JAKARTA - Asosiasi Industri Olefin Aromatik dan Plastik Indonesia (Inaplas) menyebutkan dampak dari Pemberlakuan Pembatasan Kegiatan Masyarakat (PPKM) Darurat dapat menurunkan kapasitas produksi 50 hingga 60 persen, seperti saat awal merebaknya pandemi COVID-19 di Indonesia pada awal tahun 2020.
Direktur Inaplas Edi Rivai mengatakan menurunnya kapasitas produksi plastik akan merugikan banyak sektor usaha. Sebab, penggunaan plastik sangat dekat dengan kebutuhan sehari-hari.
"Kami berharap ini tidak terjadi lagi ke depan, kalau diperpanjang dampaknya sama seperti ke industri lain. Kemungkinan bisa turun ke 50 sampai 60 persen utilisasinya," katanya dalam konferensi pers virtual, Rabu, 21 Juli.
Untuk mempertahankan bisnis di tengah situasi yang sulit seperti saat ini, Edi mengatakan industri plastik membutuhkan beberapa subsidi. Di antaranya subsidi biaya listrik dan gas untuk industri.
Lebih lanjut, Edi berujar bahwa bantuan sangat dibutuhkan karena kedua komponen tersebut merupakan biaya produksi tertinggi di pada industri ini. Kendati demikian, Edi memastikan hingga sekarang belum ada pemutusan hubungan kerja (PHK) kepada karyawannya.
BACA JUGA:
"Kami juga berharap subsidi listrik dan gas karena semua produksi harus dipanaskan," jelasnya.

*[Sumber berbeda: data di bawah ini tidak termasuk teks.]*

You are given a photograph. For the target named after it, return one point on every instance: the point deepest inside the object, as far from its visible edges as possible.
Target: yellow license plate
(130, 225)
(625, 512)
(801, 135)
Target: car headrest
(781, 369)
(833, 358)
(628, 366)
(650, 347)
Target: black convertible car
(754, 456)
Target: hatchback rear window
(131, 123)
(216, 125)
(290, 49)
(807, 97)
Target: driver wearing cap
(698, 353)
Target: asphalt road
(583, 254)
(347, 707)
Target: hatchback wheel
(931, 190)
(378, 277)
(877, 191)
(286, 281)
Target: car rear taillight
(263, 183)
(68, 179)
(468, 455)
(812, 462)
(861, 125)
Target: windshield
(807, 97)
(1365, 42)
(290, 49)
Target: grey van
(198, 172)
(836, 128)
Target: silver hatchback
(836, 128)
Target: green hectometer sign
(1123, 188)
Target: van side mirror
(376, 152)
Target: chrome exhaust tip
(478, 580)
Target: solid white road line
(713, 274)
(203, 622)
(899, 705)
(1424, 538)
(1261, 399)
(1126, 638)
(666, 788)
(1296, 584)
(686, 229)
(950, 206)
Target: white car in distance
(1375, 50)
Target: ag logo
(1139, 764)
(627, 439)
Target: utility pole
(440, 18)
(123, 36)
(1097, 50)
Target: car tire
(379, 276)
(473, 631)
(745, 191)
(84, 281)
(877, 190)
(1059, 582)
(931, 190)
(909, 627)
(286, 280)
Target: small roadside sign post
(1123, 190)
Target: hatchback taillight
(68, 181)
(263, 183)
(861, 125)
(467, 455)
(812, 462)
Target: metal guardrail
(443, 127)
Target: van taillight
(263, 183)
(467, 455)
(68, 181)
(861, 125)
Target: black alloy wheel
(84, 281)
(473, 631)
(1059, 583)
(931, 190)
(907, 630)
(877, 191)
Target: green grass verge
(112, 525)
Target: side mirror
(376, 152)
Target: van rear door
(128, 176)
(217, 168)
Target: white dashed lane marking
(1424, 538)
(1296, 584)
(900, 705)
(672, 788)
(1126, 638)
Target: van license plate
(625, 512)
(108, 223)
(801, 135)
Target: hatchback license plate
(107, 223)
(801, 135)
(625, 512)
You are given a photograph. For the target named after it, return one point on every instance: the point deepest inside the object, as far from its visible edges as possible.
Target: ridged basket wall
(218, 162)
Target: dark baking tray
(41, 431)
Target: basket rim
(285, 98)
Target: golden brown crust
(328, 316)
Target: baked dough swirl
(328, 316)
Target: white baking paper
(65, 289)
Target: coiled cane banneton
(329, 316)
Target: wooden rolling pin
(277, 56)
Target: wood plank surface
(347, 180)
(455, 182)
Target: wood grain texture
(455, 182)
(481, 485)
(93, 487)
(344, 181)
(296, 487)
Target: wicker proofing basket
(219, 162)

Edi juga meminta kepada pemerintah daerah untuk tidak melakukan razia terhadap pabrik-pabrik rumahan yang memproduksi plastik termasuk pula toko penjualnya saat PPKM Darurat. Padahal, industri merupakan salah satu sektor esensial yang diperbolehkan beroperasi dengan kriteria khusus.
"Pemerintah daerah masih suka melakukan razia ke pabrik-pabrik kecil sehingga rantai pasok (supply chain) terganggu. Bahkan kalau ada yang terpapar COVID-19 itu satu pabrik ditutup, padahal sudah ada satgasnya," tuturnya.